WASHINGTON (Reuters) - The White House does not dismiss the possibility of an eventual, precedent-shattering visit to Washington by Cuban President Raul Castro as part of President Barack Obama's plans to normalize relations with Havana.

"I wouldn't rule out a visit from President Castro," White House spokesman Josh Earnest told reporters on Thursday, a day after the two governments announced they would restore ties and open embassies after half a century of hostility.

U.S. Assistant Secretary of State for Western Hemisphere Affairs Roberta Jacobson, who is expected to visit Cuba in January, said renewed relations were not directly tied to progress on human rights in Cuba.

"The president has had the leaders of both Burma and China to the United States," he said. By meeting such leaders, the United States can better influence countries to better respect universal human rights, he said. Republicans and some Democrats vowed to fight Obama's efforts to expand commercial ties with the communist-led island. Earnest shrugged off the threat that Congress would block the president.
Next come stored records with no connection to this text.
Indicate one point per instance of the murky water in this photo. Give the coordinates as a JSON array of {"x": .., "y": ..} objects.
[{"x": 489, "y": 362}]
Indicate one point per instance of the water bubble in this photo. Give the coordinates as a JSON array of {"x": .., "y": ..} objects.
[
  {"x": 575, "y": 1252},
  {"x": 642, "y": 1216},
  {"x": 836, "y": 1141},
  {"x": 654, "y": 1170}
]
"The steps that the president announced are steps that are well within his executive authority," he said, and the White House was "not particularly" worried they could be stopped.

Most legal experts have said the president has broad executive powers to ease restrictions on commerce, transportation and banking with Havana, even if Congress objects.
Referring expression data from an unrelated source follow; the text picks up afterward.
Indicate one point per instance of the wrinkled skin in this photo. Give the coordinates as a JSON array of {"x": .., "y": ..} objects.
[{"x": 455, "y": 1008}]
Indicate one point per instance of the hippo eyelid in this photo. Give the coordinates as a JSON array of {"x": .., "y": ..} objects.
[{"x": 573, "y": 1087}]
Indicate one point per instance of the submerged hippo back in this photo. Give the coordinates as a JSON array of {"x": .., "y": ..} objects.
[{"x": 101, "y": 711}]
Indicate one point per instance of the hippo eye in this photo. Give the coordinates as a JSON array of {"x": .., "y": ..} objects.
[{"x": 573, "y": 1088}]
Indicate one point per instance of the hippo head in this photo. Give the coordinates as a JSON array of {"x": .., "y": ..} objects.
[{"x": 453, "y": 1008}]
The biggest obstacle to normal ties between the two countries is a decades-old embargo. With Republicans due to take control of both houses of Congress in January, chances are slim of lawmakers scrapping all sanctions on Cuba soon.

Those sanctions are enshrined in law, most notably the Helms-Burton Act of 1996. Republican leaders have said they would not allow legislation to move in the House of Representatives that would ease the embargo.

Congressional Republicans have been quick to float other ideas for blocking or at least slowing the thaw in relations, including denying funds to reopen an embassy in Havana and blocking the confirmation of an ambassador to Cuba.